Lalenin Bahçesi

Bir kırmızı Lale işte.
Kitap okumayı, sohbeti, sinemayı, İstanbul'u ille de Üsküdar'ı sever. Olmazsa olmazları ailesi, Zuz, Cancan ve denizdir.
Çok şiir okumaz ama okursa Atilla İLHAN ve Orhan VELİ okur. Paylaşmazsa görmüş gibi okumuş gibi hissetmez kendini...

16 Ekim 2009 Cuma

Güne başlayalı iki saat oldu ama kafam hala sepet gibi. Lodos mu var dışarda dedim ama yok. Sert bir kahve kendime getiri beni. Öğleden sonra okey grubumla buluşup , okey oynayacağım.

Dün kargalı postu yazdıktan sonra , Zuz aradı, Capitole gidiyoruz, seni de alacağız dedi. Dedi, bir dakika sonra telefon yine çaldı, kapının önündeyiz dedi. Etilerden geliyorlar beni almaya, kapının önünden arıyorlar:)) Neyse gittik, Berfu ile O'na buhar kazanlı ütü aldık. Artık her şey renkl ya bu ütülerde mor. Sonrasında evdeydim, ama ne yaptığımı ben de bilmiyorum, bir ara yemek yaptım işte.Sonra kızlar geldi.

Akşam iki diziyi arka arkaya taktım , heeee ondan benim kafam sepet gibi.

Kaybolan çocuk haberlerini duyunca , sanki suratımın ortasına yumruk yemiş gibi oluyorum, mideme bıçaklar saplanıyor. Ne oluyoruz ya, ne acımasız millet olduk. İnsan sokak da yol sorandan, yardım isteyen yaşlıdan korkuyor. Şimdi İstanbul da ki yeni moda dilencilikten söz ediyorum size. Aslında iki yıldır rastlıyordum ama son zamanlarda adım başı oldu artık. İyi giyimli kadınlar , beyler yaklaşıp- pardon bir liranız var mı acaba diye soruyorlar. Ya cüzdanları çalınmış ya da yol da kalmış oluyorlar. Bir lira size ufak gelebilir ama günde yüz kişiden alsalar , akşama kadar siz hesaplayın artık gerisini.

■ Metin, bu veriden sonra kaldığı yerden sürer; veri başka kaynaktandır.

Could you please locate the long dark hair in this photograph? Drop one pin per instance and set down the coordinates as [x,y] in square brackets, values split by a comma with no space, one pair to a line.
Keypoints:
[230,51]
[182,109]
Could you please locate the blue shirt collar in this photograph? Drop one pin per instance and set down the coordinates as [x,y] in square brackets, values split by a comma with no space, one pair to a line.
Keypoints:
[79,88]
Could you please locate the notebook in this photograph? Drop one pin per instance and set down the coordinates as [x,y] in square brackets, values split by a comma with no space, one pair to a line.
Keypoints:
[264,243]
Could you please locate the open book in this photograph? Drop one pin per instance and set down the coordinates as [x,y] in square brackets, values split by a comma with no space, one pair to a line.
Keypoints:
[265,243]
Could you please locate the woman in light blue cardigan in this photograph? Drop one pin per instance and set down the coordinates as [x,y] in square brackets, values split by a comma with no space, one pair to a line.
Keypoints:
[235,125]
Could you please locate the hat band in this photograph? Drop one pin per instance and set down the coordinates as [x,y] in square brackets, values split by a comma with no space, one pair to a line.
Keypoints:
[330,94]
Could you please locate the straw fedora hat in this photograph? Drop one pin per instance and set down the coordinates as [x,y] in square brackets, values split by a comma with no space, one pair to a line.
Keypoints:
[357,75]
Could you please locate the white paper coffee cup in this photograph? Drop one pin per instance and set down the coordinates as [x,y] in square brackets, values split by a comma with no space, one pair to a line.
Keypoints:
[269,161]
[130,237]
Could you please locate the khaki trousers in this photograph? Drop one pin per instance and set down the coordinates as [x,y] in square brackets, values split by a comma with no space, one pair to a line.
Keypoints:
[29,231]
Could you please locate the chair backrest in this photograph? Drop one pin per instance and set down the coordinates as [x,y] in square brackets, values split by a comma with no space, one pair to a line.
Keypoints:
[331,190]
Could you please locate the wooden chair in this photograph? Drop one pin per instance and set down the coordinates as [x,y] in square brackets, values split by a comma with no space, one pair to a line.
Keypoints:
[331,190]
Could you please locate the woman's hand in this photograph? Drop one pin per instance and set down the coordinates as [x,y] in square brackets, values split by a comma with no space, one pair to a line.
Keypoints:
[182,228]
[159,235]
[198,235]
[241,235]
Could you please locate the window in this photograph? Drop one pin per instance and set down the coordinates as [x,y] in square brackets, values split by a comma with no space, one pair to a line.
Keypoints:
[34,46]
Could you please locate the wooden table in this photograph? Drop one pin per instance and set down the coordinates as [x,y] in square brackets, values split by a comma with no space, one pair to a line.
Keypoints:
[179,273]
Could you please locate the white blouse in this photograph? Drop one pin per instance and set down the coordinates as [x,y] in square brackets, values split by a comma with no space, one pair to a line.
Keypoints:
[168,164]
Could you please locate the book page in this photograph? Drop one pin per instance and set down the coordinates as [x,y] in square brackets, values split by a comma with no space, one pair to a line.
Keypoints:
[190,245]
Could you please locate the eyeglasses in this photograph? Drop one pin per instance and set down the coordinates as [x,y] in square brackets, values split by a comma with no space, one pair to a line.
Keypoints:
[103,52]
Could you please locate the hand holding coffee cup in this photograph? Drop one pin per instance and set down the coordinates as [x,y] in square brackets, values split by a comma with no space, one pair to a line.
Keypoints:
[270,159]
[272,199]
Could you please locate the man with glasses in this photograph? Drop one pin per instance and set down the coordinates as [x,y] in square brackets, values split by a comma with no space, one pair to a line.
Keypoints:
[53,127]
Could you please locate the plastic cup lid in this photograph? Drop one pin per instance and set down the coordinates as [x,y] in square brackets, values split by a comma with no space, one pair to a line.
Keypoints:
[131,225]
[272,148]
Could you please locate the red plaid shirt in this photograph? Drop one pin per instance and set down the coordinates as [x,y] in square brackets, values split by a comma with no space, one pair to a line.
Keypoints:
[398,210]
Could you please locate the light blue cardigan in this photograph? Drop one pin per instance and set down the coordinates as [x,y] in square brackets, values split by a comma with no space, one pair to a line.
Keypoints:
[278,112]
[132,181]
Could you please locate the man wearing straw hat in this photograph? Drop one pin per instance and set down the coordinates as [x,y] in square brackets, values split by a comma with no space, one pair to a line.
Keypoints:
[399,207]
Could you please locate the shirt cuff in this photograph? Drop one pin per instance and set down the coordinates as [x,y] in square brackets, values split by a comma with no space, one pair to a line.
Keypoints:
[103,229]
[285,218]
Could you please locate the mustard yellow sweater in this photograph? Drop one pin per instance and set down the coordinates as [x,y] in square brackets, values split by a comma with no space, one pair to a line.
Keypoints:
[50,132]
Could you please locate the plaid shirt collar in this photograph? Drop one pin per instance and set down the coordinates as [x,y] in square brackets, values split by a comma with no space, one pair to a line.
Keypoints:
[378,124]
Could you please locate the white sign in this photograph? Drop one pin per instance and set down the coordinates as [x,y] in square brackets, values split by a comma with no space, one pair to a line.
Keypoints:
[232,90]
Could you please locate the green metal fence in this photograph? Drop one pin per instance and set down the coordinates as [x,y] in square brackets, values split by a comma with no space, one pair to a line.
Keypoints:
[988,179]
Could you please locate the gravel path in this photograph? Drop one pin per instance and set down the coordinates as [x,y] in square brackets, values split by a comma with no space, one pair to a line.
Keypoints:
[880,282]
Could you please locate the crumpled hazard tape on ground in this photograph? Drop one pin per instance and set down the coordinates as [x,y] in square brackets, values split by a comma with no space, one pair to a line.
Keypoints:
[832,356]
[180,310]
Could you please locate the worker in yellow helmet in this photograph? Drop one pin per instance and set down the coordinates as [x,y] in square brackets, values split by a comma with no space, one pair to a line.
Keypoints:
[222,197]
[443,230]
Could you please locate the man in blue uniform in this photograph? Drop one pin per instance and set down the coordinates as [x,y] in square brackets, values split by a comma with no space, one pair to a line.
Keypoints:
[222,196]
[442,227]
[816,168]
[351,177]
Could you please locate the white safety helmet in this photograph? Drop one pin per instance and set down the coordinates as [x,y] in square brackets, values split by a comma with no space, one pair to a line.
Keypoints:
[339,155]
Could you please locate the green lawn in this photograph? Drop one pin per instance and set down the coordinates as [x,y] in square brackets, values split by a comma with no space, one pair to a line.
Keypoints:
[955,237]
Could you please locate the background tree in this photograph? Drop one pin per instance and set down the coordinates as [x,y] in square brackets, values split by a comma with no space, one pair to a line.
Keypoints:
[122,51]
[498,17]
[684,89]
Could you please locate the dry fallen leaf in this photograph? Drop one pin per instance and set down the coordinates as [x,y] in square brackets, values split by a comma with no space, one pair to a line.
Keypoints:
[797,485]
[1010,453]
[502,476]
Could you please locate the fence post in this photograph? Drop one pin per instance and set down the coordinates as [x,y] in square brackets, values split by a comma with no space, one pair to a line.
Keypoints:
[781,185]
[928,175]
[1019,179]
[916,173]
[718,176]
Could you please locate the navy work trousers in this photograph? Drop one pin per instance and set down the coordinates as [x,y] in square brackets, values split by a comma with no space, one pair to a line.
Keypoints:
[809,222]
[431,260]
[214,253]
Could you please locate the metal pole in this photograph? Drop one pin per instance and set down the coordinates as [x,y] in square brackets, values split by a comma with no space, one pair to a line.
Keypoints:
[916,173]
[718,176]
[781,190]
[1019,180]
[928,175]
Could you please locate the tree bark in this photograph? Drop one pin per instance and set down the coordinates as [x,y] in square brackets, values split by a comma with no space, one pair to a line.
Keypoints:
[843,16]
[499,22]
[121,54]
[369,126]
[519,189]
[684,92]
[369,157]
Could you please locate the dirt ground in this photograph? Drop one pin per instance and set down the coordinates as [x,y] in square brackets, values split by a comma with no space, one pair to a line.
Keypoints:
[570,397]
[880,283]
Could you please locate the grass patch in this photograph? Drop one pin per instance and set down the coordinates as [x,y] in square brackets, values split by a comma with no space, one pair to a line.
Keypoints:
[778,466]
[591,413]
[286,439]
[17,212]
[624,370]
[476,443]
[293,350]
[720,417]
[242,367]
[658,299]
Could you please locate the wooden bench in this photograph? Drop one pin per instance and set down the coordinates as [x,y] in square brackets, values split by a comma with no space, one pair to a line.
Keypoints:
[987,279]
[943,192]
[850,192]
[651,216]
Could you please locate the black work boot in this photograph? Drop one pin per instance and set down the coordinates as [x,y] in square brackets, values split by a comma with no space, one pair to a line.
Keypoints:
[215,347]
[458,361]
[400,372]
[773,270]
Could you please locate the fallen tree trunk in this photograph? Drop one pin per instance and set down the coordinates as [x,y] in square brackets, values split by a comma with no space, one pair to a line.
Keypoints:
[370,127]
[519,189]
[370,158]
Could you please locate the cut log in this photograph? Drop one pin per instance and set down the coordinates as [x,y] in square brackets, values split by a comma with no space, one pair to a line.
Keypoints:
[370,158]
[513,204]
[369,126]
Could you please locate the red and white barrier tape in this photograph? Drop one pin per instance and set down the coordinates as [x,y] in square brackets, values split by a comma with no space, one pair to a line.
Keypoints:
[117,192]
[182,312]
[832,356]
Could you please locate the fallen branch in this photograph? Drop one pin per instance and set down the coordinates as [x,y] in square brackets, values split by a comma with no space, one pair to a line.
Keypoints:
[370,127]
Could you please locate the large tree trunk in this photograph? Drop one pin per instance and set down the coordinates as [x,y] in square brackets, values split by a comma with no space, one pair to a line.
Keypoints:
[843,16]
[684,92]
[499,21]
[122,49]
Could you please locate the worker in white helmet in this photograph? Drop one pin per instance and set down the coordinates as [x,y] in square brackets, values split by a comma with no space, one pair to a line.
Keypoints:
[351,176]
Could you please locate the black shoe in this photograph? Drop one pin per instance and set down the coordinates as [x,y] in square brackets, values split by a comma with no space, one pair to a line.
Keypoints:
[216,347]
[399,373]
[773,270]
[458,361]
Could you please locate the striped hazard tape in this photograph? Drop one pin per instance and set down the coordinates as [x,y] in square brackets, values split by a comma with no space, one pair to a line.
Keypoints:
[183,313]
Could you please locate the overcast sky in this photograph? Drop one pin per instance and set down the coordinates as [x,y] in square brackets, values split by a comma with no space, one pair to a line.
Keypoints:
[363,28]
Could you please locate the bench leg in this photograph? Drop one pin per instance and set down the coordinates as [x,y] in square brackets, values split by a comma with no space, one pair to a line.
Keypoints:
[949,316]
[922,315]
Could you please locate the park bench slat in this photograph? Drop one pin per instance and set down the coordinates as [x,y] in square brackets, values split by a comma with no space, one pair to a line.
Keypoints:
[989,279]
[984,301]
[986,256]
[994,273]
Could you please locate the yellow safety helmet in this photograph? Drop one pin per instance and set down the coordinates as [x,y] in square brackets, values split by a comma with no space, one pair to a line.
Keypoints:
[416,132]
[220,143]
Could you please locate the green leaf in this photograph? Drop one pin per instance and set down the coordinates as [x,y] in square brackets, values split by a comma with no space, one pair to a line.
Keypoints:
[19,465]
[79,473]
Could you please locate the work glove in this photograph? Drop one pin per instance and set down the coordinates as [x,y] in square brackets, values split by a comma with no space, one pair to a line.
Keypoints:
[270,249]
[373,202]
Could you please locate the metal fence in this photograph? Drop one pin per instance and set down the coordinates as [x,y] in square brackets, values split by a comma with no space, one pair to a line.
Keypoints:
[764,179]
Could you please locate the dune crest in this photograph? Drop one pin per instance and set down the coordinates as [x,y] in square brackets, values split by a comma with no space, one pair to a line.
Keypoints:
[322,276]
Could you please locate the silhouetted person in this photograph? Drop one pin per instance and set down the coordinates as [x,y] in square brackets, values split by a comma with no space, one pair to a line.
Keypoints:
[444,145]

Domuz gribi konusunda yapılan açıklamalar, kafa karıştırıcı olmaya devam ediyor. Böyle bir konuda bile siyaset yapılması midemi bulandırıyor. Ortaokuldaydım, kolera salgını var dendi. Okullar tatil edildi. Müdürümüz toplantı yaptı, ellerinizi yıkayın, kalabalık yerlere girmeyin, sebze ve meyvaları çok çok yıkayın dedi. Ama çok iyi hatırlamıyorum, salgında çok kişi hayatını kaybetmişmiydi. Sonra lisedeyiz bir gün, uyuz muayenesi yapılacak, kızlar öğretmenler odasına tek tek girsin, karınlarını açıp bayan öğretmenlere göstersin dendi. Erkek öğrenciler de başka bir yerde muayene ediliyorlar. Tabi bizim kızlar fingir fingir, gülüyorlar komik geliyor olay. Birden kimyacımız Seval Hanımın sesi geldi içeriden- 20. yy da , İstanbul'un göbeğinde , bir lisede uyuz muayenesi yapılıyor ve bu size komik geliyor. Ama ne bağırma. Şimdi Seval Hanım bağırsın istiyorum yine öyle.Ah Seval Hanım Fizikcimiz Attila Beye aşıktı ve herkes bilirdi. Bir gün bizim kızlardan biriyle takıştı bu Seval Hanım- kız bağırıyor- çatlada patla da Attila seni almayacak, Seval Hanım- seni alsın o zaman, dedi. Bunlar arkadaş değil, öğretmen ve öğrenci. İki farklı tepki gördük burada biri uygar bir öğretmen diğeri aşık bir kadın. İkiside aynı kişi. Ben yine gördüğünüz gibi bir Şam'dan bir kavaktan yazmaya başladım. Beceremiyorum bu işi :))) baksanıza domuz gribi konusunda ahkam kesecektim, yine burayı mahalle kahvesine çevirdim heheheheh gideyim en iyisi ben.

İyi bir hafta sonu olsun.



NOTLAR

Ne güzel bir yağmur var dışarda, camdan izlemeyi tercih ederdim ama yağmura karışmam gerek , çünlü birazdan evden çıkıyorum.

Akşam yemeğimiz hazır değil, bu gün böyle istedi canım. Kahvaltı yaparız mesela yumurtalı patates ,çay, ekmeklerimizi acılı domates sosuna bandırırız. Nasılsa aile apt'sinde değiliz artık. Gamze kapıyı açıp bağıramaz- Annem kahvaltı hazırlamışşş, ben ekmeğimi salçalı, etli yemeğe bandırmak istiyorum diye. Hala ve Babaanne koştururlardı ev de ne varsa.